The United States established official ties with a pair of Pacific Island nations on Monday ahead of the start of President Biden’s summit with the region, marking the White House’s latest attempt to secure a greater American presence in the region. 

In a statement Monday, Biden said he is “proud” to announce that the U.S. officially recognizes the Cook Islands and Niue as sovereign and independent states, setting Washington up for diplomatic relations between the two nations. 

The recognition of the Cook Islands will allow the U.S. to expand its partnership with the nation, which dates back to World War II when U.S. military airport runways were built in parts of the island, Biden said. 

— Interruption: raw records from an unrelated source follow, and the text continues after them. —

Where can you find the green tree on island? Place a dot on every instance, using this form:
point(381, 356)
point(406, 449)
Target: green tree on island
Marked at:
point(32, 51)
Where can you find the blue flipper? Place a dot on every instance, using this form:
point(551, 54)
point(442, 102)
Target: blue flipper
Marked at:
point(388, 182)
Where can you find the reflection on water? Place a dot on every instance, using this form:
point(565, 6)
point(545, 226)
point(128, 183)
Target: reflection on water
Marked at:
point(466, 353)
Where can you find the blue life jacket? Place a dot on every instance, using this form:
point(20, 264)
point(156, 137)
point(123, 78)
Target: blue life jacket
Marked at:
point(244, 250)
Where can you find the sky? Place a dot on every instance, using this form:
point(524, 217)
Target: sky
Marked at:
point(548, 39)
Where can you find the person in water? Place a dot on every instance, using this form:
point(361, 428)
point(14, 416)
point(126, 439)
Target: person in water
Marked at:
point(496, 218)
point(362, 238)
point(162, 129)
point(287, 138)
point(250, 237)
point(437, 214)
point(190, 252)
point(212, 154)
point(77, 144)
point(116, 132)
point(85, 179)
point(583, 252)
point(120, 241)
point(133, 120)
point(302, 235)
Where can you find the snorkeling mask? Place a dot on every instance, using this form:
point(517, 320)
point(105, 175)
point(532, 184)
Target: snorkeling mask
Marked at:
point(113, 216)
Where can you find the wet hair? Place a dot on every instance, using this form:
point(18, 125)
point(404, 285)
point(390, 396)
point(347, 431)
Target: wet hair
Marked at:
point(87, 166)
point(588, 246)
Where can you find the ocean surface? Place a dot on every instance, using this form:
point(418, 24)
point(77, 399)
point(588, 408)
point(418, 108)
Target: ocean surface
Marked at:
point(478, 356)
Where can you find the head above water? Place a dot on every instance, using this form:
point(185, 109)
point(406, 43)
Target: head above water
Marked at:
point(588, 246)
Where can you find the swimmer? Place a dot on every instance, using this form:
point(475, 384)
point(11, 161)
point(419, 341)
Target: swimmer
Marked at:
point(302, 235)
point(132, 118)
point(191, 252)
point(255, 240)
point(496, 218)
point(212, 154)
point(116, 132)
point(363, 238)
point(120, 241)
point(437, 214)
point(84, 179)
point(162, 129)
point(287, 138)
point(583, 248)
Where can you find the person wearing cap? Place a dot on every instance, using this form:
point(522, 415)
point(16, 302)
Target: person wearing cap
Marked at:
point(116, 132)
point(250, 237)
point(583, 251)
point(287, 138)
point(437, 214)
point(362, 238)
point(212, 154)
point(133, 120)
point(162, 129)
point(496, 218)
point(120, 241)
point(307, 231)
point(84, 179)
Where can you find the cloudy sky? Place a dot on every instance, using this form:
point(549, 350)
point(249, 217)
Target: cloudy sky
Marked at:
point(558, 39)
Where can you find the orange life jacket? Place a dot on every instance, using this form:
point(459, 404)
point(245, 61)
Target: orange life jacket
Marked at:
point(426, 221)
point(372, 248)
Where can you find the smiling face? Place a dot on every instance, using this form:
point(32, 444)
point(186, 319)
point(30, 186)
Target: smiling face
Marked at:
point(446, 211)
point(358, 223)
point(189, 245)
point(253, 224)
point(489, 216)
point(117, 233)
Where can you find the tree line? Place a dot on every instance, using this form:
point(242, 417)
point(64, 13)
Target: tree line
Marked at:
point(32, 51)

He said he hopes this extended partnership will allow the nations to “tackle the challenges that matter most to our peoples’ lives—from countering illegal, unreported, and unregulated fishing, to combatting climate change, to building inclusive economic growth, to advancing a free and open Indo-Pacific region, and beyond.”

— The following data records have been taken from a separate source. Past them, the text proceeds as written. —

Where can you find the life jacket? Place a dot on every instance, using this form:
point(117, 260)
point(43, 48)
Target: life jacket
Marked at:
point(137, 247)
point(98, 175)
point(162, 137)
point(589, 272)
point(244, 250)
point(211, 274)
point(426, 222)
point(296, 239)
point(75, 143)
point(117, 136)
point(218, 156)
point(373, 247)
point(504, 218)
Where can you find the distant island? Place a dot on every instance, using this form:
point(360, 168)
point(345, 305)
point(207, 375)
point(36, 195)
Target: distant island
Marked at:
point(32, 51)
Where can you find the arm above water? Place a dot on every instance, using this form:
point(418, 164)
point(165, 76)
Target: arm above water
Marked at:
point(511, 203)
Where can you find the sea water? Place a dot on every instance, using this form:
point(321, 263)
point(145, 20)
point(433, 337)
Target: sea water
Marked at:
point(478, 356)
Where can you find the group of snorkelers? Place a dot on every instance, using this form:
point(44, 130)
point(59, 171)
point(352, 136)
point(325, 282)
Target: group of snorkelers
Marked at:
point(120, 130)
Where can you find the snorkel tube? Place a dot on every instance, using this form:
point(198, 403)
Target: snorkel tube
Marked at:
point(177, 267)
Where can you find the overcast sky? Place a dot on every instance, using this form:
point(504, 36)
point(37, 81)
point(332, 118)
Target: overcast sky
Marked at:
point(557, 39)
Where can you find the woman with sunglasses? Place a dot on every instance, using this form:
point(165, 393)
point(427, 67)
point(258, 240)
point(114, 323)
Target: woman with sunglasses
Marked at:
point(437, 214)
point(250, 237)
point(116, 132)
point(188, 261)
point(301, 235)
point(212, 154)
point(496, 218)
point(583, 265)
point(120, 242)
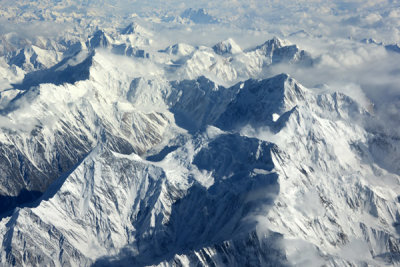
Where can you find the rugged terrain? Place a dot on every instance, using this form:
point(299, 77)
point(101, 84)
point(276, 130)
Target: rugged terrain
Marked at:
point(118, 151)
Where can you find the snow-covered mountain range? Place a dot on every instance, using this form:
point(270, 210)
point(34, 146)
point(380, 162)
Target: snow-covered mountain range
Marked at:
point(118, 150)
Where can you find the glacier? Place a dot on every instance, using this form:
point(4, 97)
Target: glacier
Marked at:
point(118, 148)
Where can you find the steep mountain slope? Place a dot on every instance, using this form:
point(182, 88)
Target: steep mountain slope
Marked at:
point(284, 177)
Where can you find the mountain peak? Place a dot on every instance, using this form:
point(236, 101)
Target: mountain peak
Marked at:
point(228, 46)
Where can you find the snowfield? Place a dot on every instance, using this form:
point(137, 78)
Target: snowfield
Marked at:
point(194, 136)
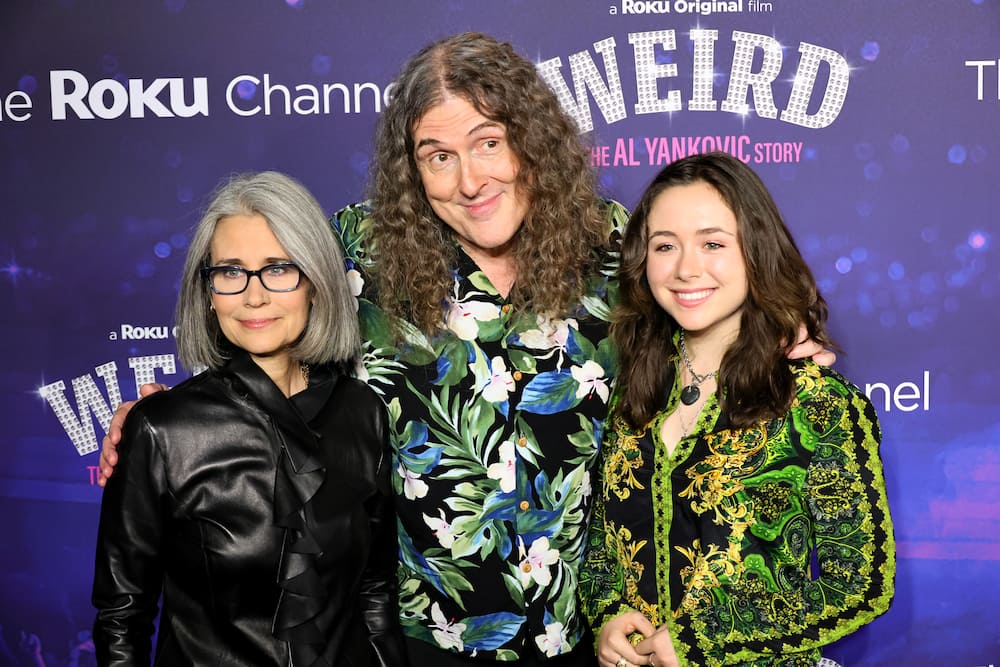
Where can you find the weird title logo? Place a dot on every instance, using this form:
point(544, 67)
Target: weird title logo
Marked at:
point(669, 77)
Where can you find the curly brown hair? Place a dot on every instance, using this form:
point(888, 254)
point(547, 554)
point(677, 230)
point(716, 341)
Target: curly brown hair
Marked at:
point(553, 249)
point(754, 381)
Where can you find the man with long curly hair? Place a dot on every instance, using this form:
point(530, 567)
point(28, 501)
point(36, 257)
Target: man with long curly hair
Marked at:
point(487, 264)
point(485, 269)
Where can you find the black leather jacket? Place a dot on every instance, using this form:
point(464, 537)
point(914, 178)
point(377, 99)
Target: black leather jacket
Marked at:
point(268, 528)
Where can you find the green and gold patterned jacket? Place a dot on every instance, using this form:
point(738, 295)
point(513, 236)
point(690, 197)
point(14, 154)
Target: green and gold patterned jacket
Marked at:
point(756, 546)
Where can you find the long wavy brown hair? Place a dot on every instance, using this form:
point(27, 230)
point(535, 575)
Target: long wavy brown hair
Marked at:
point(754, 381)
point(553, 249)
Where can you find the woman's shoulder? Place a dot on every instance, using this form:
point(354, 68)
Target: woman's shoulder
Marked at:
point(195, 390)
point(822, 393)
point(814, 379)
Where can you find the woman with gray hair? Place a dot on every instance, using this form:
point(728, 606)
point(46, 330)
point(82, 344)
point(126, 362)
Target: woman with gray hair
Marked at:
point(255, 496)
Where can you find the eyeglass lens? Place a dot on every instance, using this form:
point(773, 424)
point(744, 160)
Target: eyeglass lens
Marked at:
point(235, 279)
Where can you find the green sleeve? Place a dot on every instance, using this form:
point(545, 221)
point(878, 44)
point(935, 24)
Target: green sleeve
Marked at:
point(793, 612)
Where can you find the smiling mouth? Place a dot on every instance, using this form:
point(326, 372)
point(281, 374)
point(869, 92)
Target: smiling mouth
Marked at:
point(256, 324)
point(693, 296)
point(479, 207)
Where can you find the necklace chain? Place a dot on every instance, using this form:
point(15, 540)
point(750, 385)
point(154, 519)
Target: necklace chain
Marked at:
point(696, 379)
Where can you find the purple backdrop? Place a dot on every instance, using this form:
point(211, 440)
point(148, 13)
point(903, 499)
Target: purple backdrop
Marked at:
point(874, 124)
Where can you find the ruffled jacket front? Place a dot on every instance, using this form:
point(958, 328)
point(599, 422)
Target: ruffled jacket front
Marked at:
point(266, 523)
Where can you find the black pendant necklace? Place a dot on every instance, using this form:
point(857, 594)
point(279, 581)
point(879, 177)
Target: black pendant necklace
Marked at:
point(691, 393)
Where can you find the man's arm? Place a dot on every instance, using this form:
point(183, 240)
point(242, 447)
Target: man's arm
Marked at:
point(109, 445)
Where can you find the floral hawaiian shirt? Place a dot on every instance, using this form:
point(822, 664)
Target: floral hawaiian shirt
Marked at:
point(497, 423)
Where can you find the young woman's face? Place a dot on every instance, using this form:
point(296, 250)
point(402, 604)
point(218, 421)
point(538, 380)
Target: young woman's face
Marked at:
point(262, 322)
point(694, 263)
point(469, 173)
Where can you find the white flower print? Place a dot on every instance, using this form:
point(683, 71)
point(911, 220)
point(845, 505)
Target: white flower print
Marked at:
point(551, 334)
point(413, 486)
point(534, 565)
point(499, 384)
point(463, 317)
point(441, 528)
point(553, 641)
point(505, 470)
point(591, 379)
point(447, 635)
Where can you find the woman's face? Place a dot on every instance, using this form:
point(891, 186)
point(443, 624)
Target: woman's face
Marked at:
point(694, 263)
point(469, 173)
point(262, 322)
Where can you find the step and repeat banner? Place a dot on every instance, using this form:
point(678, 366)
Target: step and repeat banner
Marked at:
point(875, 124)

With regards to Niue, the president said he hopes the U.S. can deepen its cooperation with the nation over tackling sustainable development, security, marine protection and ocean conservation in the region.

The move comes amid the White House’s continued efforts to push back on China’s growing military and economic influence in the region. Biden said the U.S. expects to work closely with the Cook Islands, Niue and other Pacific Island nations to “bolster Pacific regionalism.” 

Biden welcomed Pacific Island leaders on Monday for the start of a two-day U.S.-Pacific Island Forum Summit, where leaders will lay out the objectives of the United States’ first-ever Pacific Partnership Strategy, which was unveiled last year

The summit is slated to involve several nations including Australia, New Zealand, Cook Islands and Niue. Official meetings are expected to involve Biden, senior members of the administration and members of Congress.

The summit involves the president “following up on his pledge to take our commitment and our engagement in the Pacific region to the next level,” officials said. 

Pressed over if the United States’ competition with China is behind the renewal of this engagement, officials said it is a factor. 

At the United Nations last week, Biden said he is not seeking conflict with China but warned the U.S. will “push back on aggression and intimidation.” 

Leaders of the group were set to ride a special Amtrak train from New York to Baltimore on Sunday, where they attended a Ravens game and appeared on the field to “be recognized for their roles as American friends in the Indo-Pacific.” They were expected to go on a Coast Guard ship in Baltimore later Sunday to receive a briefing on maritime issues and U.S. efforts to combat illegal fishing before attending the summit on Monday.